Saltare in acqua!

La vista della prigione non mi ha mai lasciato indifferente. Prima per curiosità, poi per preoccupazione e infine perché la vista cominciava a insinuarsi nelle mie preghiere.

Mi chiamo Ignasi e ogni volta che posso mi piace salire sulla mia bicicletta per esplorare i dintorni di Ginevra, la città in cui vivo. Di tanto in tanto, durante i miei giri in bicicletta, passavo davanti alla prigione di Champ-Dollon. Lontana dalla città, seminascosta e circondata dal verde. Lontana per non disturbare nessuno e immacolata all'esterno per non turbare le coscienze.

La vista della prigione non mi ha mai lasciato indifferente. Prima per curiosità, poi per preoccupazione e infine perché questa visione cominciava a insinuarsi nelle mie preghiere. "Perché avevo fame e mi avete dato da mangiare, avevo sete e mi avete dato da bere, ero straniero e mi avete ospitato, ero nudo e mi avete vestito, ero malato e mi avete visitato, ero in prigione e siete venuti a trovarmi". Ogni volta che passavo per Champ-Dollon, l'ultima frase di San Matteo mi perseguitava per giorni. All'improvviso, una voce interiore mi disse: "... quanti qui non ricevono alcuna visita...".

Ho immaginato questa popolazione di prigionieri, lontani dalla città. E pensavo soprattutto a quei prigionieri che non solo sono lontani dalla città, ma anche dalle loro case. Quelle persone che non hanno parenti, che condividono una stanza con altre persone con cui non possono comunicare, che sono lontane da un ambiente in cui vengono chiamate per nome e non per numero. Senza libertà, senza un nome, senza occhi che guardano la persona e non il prigioniero. Non hanno nulla.

Anch'io ho vissuto a lungo lontano da casa. Conosco la solitudine. Conosco la durezza di tornare al proprio appartamento senza nessuno ad aspettarti. Non è la stessa cosa, tutt'altro, ma è sufficiente per capire il valore della compagnia. "Signore, verrò a trovarti".

Conosco la durezza di tornare al proprio appartamento senza nessuno ad aspettarti

La ricerca dell'azione era lì.

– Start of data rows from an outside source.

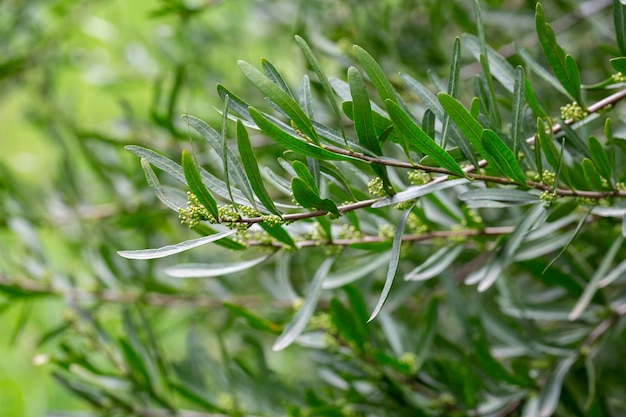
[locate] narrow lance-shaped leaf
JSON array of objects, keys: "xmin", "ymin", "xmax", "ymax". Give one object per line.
[
  {"xmin": 238, "ymin": 61, "xmax": 319, "ymax": 144},
  {"xmin": 348, "ymin": 67, "xmax": 382, "ymax": 155},
  {"xmin": 117, "ymin": 230, "xmax": 237, "ymax": 259},
  {"xmin": 385, "ymin": 100, "xmax": 465, "ymax": 177},
  {"xmin": 437, "ymin": 93, "xmax": 485, "ymax": 159},
  {"xmin": 272, "ymin": 257, "xmax": 335, "ymax": 351},
  {"xmin": 482, "ymin": 129, "xmax": 526, "ymax": 185},
  {"xmin": 261, "ymin": 58, "xmax": 293, "ymax": 97},
  {"xmin": 249, "ymin": 107, "xmax": 356, "ymax": 161},
  {"xmin": 354, "ymin": 45, "xmax": 398, "ymax": 103},
  {"xmin": 367, "ymin": 202, "xmax": 415, "ymax": 323},
  {"xmin": 182, "ymin": 150, "xmax": 220, "ymax": 220},
  {"xmin": 511, "ymin": 66, "xmax": 530, "ymax": 159},
  {"xmin": 291, "ymin": 177, "xmax": 340, "ymax": 215},
  {"xmin": 183, "ymin": 114, "xmax": 255, "ymax": 205},
  {"xmin": 582, "ymin": 158, "xmax": 605, "ymax": 191},
  {"xmin": 165, "ymin": 254, "xmax": 272, "ymax": 278},
  {"xmin": 372, "ymin": 178, "xmax": 469, "ymax": 208},
  {"xmin": 589, "ymin": 136, "xmax": 611, "ymax": 183},
  {"xmin": 296, "ymin": 35, "xmax": 350, "ymax": 149},
  {"xmin": 535, "ymin": 3, "xmax": 581, "ymax": 104},
  {"xmin": 291, "ymin": 161, "xmax": 320, "ymax": 194},
  {"xmin": 141, "ymin": 158, "xmax": 184, "ymax": 212},
  {"xmin": 613, "ymin": 0, "xmax": 626, "ymax": 56},
  {"xmin": 568, "ymin": 236, "xmax": 624, "ymax": 320},
  {"xmin": 220, "ymin": 96, "xmax": 239, "ymax": 212},
  {"xmin": 237, "ymin": 120, "xmax": 281, "ymax": 216}
]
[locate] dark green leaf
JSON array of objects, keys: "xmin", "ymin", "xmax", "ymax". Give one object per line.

Finché un giorno mi sono messo in testa di capire come fare volontariato e trasformare quelle visite in realtà. Sono un soprannumerario dell'Opus Dei e la mia vocazione è fare piccole cose, quindi buttati! Mi sono informato, mi sono formato e da più di due anni visito un detenuto ogni quindici giorni. Dio mi ha dato la forza.

Quello che faccio non ha alcun merito, perché non mi è costato nulla. Dio mi ha offerto questo servizio che mi permette di essere un volto che ascolta senza giudicare o fare domande, di essere la voce che si rivolge all'anonimo per nome e di essere gli occhi che guardano la persona e non il prigioniero. Questo non ha alcun merito, non mi costa nulla. Dio mi ha dato questo dono.

Ancora una volta è San Matteo a ricordarci che Gesù ci dice di non giudicare, che fortuna! La visita al carcere è un'attività di volontariato che si limita a guardare e ascoltare una persona come si guarderebbe un amico. Dare a una persona il diritto di essere una persona, non un prigioniero. Di avere un nome, non un numero. Non è sempre facile, ma nulla di ciò che vale è facile.

Se non si prega, non succede nulla, ma se si prega, succedono molte cose.

Quando mi fermo a pensare a quanto tempo sarò volontario, penso all'importanza della preghiera. Probabilmente è il seme profondo che la lettura e la meditazione del Vangelo hanno lasciato in me che mi ha fatto trovare questo modo di essere "utile" nelle mie circostanze. Se non si prega, non succede nulla, ma se si prega, succedono molte cose.